Honesty in Crypto: A Skeptical Look at Cryptographic Models of Participants in Blockchains

Honesty in Crypto: A Skeptical Look at Cryptographic Models of Participants in Blockchains

At Frontier Forum during DevConnect 2025 in Buenos Aires, I spoke about something that has shaped my entire career in zero-knowledge proofs: honesty. For decades I’ve worked on zero-knowledge proofs; tools that make participants in a protocol compliant by construction — tools that let us replace trust with mathematical guarantees. But in this talk, I want to explore whether  honesty is more complicated than I used to think and not the same as the compliance we can enforce with zero-knowledge proofs. 

I began with what I called a set of “not-so-hot takes.” I genuinely like cryptocurrency, and I believe it can outperform fiat systems. I believe web3 and DeFi can outperform traditional financial rails. My one borderline controversial view is that I’m not particularly fond of stablecoins — they keep us tethered to fiat systems rather than pushing toward more native forms of digital money.
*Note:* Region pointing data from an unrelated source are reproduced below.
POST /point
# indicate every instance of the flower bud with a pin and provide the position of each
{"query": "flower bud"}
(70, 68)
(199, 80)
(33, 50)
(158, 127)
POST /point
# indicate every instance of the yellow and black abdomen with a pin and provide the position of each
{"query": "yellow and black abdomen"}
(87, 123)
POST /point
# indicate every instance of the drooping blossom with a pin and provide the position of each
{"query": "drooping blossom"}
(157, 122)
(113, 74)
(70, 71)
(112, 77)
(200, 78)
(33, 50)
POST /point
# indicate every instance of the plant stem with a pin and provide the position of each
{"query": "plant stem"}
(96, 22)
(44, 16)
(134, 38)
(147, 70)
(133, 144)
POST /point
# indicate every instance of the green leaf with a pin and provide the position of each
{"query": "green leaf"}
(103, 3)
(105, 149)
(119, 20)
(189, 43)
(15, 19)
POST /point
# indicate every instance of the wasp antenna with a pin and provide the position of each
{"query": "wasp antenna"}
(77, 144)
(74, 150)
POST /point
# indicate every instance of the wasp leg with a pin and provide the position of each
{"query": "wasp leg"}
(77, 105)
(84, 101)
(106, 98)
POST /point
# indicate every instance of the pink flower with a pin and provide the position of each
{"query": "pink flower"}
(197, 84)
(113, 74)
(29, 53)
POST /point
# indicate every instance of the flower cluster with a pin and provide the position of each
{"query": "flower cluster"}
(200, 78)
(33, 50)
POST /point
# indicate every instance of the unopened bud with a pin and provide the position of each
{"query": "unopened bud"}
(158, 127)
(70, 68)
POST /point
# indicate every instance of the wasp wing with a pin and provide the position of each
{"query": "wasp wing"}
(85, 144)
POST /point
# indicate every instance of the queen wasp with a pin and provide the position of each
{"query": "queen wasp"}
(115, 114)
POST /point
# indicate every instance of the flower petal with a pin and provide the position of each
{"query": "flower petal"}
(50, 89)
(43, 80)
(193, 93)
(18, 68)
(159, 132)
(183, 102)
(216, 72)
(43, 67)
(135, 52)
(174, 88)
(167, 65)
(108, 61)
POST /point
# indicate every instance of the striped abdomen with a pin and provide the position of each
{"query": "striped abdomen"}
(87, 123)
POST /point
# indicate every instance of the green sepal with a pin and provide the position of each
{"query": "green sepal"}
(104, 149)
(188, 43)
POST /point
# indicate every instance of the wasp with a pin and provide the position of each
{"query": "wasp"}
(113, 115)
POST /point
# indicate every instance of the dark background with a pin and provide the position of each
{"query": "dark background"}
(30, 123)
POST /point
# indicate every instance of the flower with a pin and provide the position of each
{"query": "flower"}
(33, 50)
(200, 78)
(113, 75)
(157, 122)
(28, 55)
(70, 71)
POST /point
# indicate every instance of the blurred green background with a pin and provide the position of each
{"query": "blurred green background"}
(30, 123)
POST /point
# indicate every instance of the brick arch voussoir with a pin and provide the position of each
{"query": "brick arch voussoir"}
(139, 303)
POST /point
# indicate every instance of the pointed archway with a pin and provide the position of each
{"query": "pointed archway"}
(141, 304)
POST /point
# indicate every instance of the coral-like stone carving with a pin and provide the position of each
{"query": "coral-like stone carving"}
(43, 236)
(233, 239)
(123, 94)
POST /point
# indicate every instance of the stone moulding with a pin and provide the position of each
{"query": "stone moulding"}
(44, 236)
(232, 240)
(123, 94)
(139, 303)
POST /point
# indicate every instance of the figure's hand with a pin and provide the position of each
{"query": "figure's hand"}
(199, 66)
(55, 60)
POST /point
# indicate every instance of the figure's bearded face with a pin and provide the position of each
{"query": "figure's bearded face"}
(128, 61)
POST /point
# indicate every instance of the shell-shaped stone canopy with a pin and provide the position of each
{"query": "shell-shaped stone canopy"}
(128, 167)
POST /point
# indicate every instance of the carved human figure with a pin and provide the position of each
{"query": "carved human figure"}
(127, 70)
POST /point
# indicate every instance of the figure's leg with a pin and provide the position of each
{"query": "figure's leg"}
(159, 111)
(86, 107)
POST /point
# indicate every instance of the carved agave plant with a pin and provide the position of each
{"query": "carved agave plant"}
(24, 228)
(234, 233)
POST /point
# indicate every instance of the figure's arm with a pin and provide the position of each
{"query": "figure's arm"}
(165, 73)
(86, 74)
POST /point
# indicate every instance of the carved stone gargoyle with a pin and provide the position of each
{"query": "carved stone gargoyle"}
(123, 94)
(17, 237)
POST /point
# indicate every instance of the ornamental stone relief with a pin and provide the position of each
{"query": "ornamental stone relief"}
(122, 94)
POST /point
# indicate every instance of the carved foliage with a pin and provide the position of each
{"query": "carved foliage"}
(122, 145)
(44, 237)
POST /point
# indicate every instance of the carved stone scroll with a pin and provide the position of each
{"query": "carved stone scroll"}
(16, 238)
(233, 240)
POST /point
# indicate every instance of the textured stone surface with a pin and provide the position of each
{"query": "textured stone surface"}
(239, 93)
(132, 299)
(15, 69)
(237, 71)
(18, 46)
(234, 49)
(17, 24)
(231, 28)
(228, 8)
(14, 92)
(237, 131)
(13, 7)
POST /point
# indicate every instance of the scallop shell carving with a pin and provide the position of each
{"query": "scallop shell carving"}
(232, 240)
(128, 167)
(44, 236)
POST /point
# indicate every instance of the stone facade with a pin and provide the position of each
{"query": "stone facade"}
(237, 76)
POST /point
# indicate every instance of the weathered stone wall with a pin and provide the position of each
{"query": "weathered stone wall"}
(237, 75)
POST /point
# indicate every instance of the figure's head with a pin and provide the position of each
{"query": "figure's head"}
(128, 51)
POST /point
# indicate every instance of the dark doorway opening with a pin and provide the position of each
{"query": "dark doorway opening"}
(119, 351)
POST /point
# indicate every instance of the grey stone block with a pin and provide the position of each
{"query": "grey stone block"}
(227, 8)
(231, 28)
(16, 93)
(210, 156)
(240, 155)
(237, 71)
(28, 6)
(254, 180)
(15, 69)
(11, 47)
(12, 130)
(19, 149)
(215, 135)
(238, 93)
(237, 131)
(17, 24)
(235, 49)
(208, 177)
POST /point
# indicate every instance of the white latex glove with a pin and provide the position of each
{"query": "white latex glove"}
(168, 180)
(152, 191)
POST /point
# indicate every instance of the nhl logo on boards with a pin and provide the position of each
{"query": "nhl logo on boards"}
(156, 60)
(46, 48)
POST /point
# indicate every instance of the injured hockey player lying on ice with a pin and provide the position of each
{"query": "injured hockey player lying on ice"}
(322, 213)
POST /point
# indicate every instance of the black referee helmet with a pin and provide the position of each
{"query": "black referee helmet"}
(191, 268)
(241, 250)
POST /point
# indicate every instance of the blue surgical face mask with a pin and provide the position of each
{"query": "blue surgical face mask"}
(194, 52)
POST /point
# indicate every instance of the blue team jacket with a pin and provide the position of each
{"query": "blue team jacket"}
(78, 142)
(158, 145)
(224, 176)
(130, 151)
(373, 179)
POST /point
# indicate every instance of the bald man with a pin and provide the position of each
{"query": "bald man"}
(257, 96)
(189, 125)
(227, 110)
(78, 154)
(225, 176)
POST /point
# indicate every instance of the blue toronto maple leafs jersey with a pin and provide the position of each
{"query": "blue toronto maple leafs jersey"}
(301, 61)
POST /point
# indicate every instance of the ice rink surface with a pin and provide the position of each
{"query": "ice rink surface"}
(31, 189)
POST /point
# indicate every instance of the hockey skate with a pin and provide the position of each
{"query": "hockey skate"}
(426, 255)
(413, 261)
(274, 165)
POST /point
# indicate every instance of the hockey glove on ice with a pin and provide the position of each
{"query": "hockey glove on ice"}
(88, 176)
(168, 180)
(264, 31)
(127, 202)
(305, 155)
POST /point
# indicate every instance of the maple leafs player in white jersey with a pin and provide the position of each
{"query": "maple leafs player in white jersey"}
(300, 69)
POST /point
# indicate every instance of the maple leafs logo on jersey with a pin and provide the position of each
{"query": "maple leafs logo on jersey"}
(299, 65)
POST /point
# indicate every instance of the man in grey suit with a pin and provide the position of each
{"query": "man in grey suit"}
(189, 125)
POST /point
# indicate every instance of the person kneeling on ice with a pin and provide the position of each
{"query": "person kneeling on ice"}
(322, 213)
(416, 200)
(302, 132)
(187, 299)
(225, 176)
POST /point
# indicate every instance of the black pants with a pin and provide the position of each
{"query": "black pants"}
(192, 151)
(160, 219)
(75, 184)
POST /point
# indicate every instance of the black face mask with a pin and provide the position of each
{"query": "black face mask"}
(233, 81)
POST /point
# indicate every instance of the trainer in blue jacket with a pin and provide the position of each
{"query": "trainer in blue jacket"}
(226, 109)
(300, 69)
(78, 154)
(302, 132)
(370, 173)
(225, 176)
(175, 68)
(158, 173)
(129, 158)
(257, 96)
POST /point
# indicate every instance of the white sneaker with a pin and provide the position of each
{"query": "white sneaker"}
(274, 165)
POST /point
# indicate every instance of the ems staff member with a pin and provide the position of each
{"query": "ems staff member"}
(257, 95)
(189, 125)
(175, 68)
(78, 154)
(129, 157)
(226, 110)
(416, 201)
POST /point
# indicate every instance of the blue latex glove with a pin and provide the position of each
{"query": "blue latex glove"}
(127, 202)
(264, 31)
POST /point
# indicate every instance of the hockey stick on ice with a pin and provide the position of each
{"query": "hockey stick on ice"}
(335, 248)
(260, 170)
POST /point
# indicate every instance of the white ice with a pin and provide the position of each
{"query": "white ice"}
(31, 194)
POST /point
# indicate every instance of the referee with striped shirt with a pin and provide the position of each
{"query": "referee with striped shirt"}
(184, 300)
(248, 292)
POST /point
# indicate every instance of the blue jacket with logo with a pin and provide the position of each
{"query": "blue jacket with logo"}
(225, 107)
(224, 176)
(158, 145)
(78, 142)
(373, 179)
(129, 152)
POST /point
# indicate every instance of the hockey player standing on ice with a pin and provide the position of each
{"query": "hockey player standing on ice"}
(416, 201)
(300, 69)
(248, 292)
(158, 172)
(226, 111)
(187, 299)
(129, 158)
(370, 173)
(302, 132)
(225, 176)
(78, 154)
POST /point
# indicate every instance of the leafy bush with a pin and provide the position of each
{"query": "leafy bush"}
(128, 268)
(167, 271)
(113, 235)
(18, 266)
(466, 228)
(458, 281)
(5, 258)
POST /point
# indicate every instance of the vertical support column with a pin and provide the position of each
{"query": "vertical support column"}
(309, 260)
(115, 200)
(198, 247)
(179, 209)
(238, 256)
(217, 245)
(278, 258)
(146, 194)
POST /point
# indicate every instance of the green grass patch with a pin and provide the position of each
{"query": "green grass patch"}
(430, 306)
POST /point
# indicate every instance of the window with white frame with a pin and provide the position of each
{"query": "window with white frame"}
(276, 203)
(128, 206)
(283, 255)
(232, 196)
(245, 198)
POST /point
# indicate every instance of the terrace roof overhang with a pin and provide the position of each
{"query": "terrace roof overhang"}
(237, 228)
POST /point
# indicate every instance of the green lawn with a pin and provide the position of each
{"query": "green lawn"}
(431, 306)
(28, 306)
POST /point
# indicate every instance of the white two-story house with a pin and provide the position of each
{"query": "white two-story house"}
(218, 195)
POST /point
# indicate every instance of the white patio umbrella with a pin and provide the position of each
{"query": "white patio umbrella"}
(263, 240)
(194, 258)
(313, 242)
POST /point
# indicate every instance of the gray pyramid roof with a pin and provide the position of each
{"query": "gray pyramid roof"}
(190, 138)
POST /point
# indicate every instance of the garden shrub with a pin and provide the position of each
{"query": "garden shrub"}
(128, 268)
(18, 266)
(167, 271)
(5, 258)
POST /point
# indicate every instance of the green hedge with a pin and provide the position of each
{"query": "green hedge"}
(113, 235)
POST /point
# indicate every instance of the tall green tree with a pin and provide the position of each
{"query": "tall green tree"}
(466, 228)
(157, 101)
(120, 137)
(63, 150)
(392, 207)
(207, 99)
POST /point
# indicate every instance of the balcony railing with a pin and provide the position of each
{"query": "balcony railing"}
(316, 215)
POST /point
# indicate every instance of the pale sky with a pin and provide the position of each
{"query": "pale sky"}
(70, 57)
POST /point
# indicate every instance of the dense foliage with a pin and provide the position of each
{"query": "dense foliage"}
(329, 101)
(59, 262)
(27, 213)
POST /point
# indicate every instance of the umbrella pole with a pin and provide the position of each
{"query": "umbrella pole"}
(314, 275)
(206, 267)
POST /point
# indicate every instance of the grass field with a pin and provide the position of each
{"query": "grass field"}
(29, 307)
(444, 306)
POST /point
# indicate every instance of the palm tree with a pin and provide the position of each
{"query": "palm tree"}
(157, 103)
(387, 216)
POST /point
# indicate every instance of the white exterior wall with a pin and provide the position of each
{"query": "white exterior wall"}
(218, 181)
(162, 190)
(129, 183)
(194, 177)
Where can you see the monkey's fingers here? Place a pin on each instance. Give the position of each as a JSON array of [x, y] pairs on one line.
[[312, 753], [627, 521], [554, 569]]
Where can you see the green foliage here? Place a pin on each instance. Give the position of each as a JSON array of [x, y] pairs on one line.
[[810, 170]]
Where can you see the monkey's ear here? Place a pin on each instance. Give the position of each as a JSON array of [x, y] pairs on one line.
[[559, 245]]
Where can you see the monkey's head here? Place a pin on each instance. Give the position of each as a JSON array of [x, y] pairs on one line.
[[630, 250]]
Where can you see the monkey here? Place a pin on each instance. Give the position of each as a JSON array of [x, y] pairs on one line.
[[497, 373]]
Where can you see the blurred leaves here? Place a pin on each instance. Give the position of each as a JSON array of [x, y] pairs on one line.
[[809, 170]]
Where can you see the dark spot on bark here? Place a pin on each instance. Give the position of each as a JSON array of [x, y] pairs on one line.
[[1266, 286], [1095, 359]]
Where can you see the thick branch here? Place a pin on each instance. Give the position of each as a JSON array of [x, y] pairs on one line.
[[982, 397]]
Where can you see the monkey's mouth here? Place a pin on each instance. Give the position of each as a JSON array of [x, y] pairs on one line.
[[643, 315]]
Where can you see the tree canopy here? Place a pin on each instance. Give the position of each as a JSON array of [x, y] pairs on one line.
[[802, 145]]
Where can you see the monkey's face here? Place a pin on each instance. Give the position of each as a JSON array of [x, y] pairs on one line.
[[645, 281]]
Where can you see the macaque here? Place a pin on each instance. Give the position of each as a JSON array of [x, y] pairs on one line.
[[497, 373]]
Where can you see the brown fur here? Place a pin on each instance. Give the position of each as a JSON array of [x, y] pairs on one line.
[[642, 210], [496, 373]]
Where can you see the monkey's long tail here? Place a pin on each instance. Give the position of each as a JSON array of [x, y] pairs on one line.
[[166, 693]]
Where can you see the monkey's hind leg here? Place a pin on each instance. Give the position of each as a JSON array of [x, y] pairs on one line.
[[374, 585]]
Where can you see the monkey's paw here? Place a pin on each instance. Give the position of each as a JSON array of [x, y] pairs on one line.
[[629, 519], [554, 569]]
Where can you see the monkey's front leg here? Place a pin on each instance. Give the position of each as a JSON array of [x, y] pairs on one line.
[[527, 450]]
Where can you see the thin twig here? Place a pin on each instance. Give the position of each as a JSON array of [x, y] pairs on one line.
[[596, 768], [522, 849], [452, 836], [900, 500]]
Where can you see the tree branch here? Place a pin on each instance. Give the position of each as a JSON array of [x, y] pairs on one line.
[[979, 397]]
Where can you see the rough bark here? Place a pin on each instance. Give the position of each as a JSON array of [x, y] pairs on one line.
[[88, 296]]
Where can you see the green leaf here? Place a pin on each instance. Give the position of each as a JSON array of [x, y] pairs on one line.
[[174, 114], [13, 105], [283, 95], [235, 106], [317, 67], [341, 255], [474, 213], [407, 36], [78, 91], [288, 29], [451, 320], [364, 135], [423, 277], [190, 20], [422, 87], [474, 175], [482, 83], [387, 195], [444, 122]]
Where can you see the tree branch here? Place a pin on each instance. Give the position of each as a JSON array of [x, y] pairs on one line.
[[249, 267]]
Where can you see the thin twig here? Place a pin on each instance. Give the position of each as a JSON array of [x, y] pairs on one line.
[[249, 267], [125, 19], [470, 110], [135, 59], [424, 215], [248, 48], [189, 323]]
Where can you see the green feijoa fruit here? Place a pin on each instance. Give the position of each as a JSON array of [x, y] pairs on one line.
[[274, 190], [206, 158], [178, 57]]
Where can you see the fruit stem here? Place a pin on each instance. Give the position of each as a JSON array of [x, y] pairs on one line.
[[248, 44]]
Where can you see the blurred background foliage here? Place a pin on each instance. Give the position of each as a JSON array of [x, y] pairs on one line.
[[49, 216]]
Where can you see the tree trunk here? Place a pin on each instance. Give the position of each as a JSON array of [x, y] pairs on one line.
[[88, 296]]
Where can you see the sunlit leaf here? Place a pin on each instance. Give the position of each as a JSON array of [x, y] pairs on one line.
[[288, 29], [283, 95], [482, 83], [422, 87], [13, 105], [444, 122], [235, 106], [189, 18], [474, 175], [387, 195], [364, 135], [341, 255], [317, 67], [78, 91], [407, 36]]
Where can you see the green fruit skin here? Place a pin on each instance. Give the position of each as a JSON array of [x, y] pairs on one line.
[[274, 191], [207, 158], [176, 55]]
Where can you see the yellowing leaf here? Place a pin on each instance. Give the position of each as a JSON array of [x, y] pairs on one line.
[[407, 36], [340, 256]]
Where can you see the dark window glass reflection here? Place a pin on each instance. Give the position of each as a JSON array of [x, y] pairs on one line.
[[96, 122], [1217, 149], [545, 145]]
None of this is especially provocative. What is clear, however, is that crypto still has a long way to go before it lives up to its own promises. 

At Nexus, we’re trying to push the ecosystem forward by making finance — and ideally, everything — verifiable. Proof of solvency, proof-based identity and KYC, proof that transactions executed correctly: these are all building blocks of what we call verifiable finance.

Verifiable Finance: A New Foundation
At Nexus, we’re building the foundation for verifiable finance: a system where the correctness of every operation.

But our ambition extends beyond finance. We talk often about “verifiability at internet scale,” because we believe verifiability will become a foundational property of the entire digital world. 

Still, as a cryptographer, I have to confront the limitations of the tools I helped create.

Zero-knowledge proofs can enforce compliant behavior, but only when compliance is demonstrable. They are excellent at proving that a participant followed the rules; they cannot prove that someone didn’t withhold information. They cannot prevent a participant from leaking a secret. 

Reasoning about security is essential, we cannot create secure blockchains without a theoretical foundation. So if zero-knowledge proofs cannot guarantee that a participant behaves honestly in every respect, we need to look closer at how we model participants and reason about blockchain systems with many participants. The natural place to look for a foundation and a framework for reasoning about security is cryptography. However, I find the way cryptographers traditionally model participants problematic. 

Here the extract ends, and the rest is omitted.